If you want to collect sound level data, you need to connect the Sound Level Meter to a data-collection interface. To do so, connect the sensor following the steps in the Getting Started section of this user manual. For most classroom activities, the following settings on the Sound Level Meter work well:
- Slide the power switch to the appropriate range.
- Set the time weighting switch to S.
- Set the maximum level hold switch to RESET.
- Set the frequency weighting to A.
For in-depth sound studies, you may need to choose different settings more appropriate for your experiment.
Power/Measurement Range Switch
This slide switch, labeled “O/35–90/75–130,” turns on the sensor and sets the measurement range. When set to the 35–90 range (LO), the sensor is designed to measure sound levels in the range of 35 to 90 dB. When the switch is set to the 75–130 range (HI), the sensor is designed to measure sound levels in the range of 75 to 130 dB. A range warning will appear if the measured sound is beyond the range of the current setting.
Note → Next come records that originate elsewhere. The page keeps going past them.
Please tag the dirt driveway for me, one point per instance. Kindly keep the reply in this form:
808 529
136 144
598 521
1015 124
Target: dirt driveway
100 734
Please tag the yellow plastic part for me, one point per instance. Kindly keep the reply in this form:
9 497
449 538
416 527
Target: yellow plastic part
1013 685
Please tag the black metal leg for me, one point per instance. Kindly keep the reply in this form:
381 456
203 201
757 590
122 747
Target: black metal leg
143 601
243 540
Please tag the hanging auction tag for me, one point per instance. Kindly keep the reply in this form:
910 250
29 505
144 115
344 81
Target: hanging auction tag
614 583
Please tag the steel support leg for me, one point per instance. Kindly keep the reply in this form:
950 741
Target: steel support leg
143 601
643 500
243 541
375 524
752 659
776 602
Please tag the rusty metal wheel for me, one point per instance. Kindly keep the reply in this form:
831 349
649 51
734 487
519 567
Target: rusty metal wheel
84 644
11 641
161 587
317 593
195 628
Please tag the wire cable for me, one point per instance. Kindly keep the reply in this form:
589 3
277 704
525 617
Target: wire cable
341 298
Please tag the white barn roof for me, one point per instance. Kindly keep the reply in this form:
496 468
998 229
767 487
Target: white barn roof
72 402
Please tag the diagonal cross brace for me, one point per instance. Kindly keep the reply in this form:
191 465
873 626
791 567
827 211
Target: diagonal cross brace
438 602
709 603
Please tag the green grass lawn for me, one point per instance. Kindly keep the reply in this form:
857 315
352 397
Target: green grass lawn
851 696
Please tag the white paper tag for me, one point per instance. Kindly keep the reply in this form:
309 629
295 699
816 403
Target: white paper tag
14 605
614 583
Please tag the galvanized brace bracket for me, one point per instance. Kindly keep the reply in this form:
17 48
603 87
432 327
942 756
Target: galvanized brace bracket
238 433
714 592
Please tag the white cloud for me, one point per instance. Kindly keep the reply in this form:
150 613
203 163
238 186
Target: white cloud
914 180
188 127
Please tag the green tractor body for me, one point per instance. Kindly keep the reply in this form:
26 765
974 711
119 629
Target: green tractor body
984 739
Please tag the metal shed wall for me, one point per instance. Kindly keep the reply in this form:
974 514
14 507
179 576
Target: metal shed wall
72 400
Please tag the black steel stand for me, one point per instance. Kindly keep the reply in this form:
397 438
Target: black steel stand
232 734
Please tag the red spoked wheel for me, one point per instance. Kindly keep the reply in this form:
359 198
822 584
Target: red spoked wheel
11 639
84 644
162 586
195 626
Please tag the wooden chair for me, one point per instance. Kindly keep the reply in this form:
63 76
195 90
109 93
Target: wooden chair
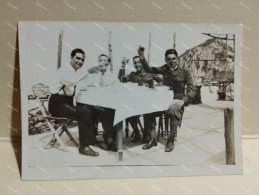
63 124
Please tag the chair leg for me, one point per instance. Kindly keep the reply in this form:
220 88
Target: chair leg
160 127
166 126
127 128
70 136
54 140
140 125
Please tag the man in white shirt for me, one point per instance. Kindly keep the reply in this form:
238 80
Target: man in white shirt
100 78
61 102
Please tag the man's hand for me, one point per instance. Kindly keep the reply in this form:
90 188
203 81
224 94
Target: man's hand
124 62
141 51
179 103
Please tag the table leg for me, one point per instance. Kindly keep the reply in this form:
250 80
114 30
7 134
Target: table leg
120 140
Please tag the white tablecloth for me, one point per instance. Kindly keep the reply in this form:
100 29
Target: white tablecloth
128 99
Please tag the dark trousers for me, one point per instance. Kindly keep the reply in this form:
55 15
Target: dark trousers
62 106
106 117
134 120
175 113
150 125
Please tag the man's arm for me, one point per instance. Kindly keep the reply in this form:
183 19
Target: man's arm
146 67
191 90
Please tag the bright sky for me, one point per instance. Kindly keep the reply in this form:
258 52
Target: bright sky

If this warning appears continuously, set the switch to the appropriate range.
The S/F switch just below the LCD sets the time weighting. For normal measurements set the switch to the slow setting (S). For fluctuating noise, set the weighting to fast (F). In the classroom, you will probably set it to S.
Maximum Level Hold
Setting the MAX/RESET button to MAX sets the LCD display to show the maximum, weighted sound level. In the classroom you will probably set it to RESET, in which case it will continually display the sampled reading. If you are using the Sound Level Meter without a Vernier interface, you can use the MAX setting to record and display only the loudest sound level. Setting this switch to MAX does not affect the output signal sent to the data-collection interface.
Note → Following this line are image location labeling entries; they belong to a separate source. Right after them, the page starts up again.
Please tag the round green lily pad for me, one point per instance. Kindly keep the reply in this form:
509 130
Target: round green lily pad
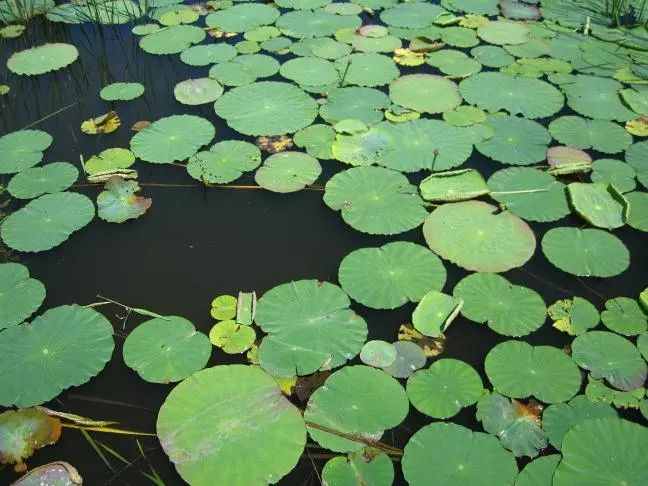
310 327
392 275
610 356
375 200
455 456
378 354
267 108
238 433
587 252
529 193
518 370
173 138
48 179
589 460
20 295
471 235
225 162
558 418
166 350
288 172
232 337
443 389
42 59
47 222
64 347
336 405
22 149
121 91
425 93
511 310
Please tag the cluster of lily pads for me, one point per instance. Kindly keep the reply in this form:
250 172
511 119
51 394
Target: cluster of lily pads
402 94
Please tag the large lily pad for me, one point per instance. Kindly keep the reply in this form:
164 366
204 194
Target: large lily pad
589 460
518 370
375 200
232 440
337 406
20 295
455 456
47 222
392 275
587 252
164 350
22 149
444 388
173 138
64 347
310 327
511 310
471 235
610 356
267 108
42 59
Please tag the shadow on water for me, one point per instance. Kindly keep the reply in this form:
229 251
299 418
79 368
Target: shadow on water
196 243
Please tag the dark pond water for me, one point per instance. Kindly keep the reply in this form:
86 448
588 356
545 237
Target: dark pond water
196 243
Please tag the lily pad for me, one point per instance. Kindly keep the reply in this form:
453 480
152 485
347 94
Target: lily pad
583 450
22 149
267 108
264 420
392 275
310 327
288 172
511 310
42 59
47 222
518 370
64 347
443 389
471 235
516 425
165 350
610 356
375 200
36 181
382 405
20 295
456 456
173 138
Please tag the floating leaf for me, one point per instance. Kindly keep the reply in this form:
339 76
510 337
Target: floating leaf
382 405
288 172
42 59
24 431
471 235
518 370
375 200
310 327
64 347
454 456
443 389
515 424
264 420
392 275
47 222
118 202
610 356
587 252
172 138
589 460
36 181
107 123
511 310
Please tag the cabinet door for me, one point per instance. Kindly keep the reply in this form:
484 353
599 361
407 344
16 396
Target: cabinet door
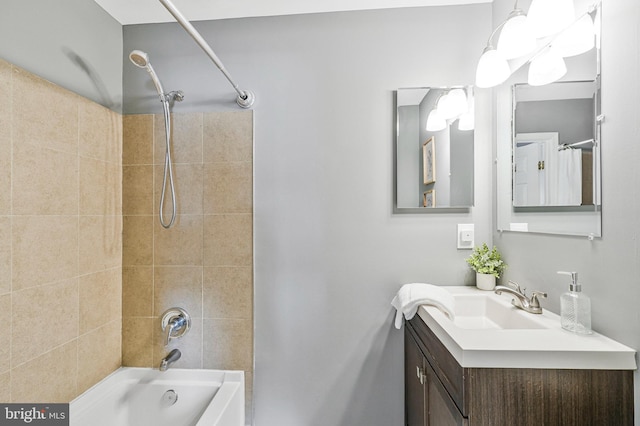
414 378
442 411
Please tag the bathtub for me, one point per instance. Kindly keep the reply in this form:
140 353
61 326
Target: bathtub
176 397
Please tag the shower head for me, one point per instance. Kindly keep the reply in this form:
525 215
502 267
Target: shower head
141 59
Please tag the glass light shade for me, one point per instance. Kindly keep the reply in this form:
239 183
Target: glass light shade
492 70
516 38
467 120
548 17
577 39
546 68
452 104
435 122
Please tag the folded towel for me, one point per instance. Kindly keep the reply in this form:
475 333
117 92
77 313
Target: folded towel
411 296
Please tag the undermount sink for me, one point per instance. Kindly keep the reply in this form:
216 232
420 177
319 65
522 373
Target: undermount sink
489 332
484 312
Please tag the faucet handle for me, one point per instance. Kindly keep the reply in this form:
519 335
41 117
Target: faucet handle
175 323
535 303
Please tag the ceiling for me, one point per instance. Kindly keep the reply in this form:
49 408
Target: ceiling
129 12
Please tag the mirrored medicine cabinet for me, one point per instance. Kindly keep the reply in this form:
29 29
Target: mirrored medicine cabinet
434 160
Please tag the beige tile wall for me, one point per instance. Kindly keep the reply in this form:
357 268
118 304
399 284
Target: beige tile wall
60 240
204 263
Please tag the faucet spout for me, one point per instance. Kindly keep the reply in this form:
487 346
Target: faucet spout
172 357
520 300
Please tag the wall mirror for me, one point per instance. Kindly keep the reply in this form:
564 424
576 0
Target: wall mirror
548 151
434 149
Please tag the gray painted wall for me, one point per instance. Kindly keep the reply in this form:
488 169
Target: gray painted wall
608 267
72 43
461 166
571 118
329 253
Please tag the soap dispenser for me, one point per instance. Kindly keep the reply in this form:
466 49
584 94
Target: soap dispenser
575 307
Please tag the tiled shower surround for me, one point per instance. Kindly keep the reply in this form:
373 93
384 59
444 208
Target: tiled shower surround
86 269
204 262
60 240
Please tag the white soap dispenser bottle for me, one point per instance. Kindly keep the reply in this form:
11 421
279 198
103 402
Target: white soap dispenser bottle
575 307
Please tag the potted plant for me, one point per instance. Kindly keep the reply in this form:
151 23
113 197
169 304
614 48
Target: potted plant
488 265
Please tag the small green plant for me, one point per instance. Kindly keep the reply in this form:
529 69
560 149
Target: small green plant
485 261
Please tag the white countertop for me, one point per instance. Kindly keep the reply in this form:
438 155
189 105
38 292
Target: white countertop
549 347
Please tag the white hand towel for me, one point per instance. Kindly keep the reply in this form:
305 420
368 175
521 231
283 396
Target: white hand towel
411 296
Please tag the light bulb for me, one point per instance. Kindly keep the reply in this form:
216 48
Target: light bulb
435 122
546 68
493 68
516 38
548 17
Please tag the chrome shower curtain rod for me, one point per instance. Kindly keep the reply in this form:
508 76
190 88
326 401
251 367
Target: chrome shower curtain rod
245 98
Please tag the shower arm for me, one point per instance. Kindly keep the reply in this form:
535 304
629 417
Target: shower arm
245 98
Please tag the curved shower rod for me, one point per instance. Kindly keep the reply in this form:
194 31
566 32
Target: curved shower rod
245 98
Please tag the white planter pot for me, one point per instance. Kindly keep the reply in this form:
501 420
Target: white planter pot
485 281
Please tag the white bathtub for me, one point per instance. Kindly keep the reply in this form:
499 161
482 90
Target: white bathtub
145 397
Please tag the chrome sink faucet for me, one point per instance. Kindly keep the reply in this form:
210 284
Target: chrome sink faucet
520 300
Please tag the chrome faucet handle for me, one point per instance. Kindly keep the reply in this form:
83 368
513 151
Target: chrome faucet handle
534 302
176 322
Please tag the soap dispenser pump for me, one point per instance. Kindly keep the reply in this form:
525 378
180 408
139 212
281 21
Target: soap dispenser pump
575 307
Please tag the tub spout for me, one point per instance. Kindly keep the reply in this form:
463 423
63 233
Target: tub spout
173 356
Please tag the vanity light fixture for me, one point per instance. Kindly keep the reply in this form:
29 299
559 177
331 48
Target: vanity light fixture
555 23
546 67
452 104
493 68
435 122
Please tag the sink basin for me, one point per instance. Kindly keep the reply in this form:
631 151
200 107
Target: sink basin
489 332
484 312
The A/C switch is used to set the weighting scale. A-weighted setting is the sound level value that most closely matches that of the human hearing range. It is the weighting scale most commonly used for Occupational Safety and Health Administration (OSHA) and Department of Environmental Quality (DEQ) regulatory measurements. The C-weighted scale is useful for monitoring sources such as engines, explosions, and machinery. This setting would also be used if you use the Sound Level Meter to get the total unweighted sound level of the noise source. For more details about A vs. C weighting scales, see www.vernier.com/til/3500
The sensor comes with a foam windscreen. The windscreen helps reduce the detection of false high signals caused by wind blowing across the microphone. It also protects the microphone from dust and debris.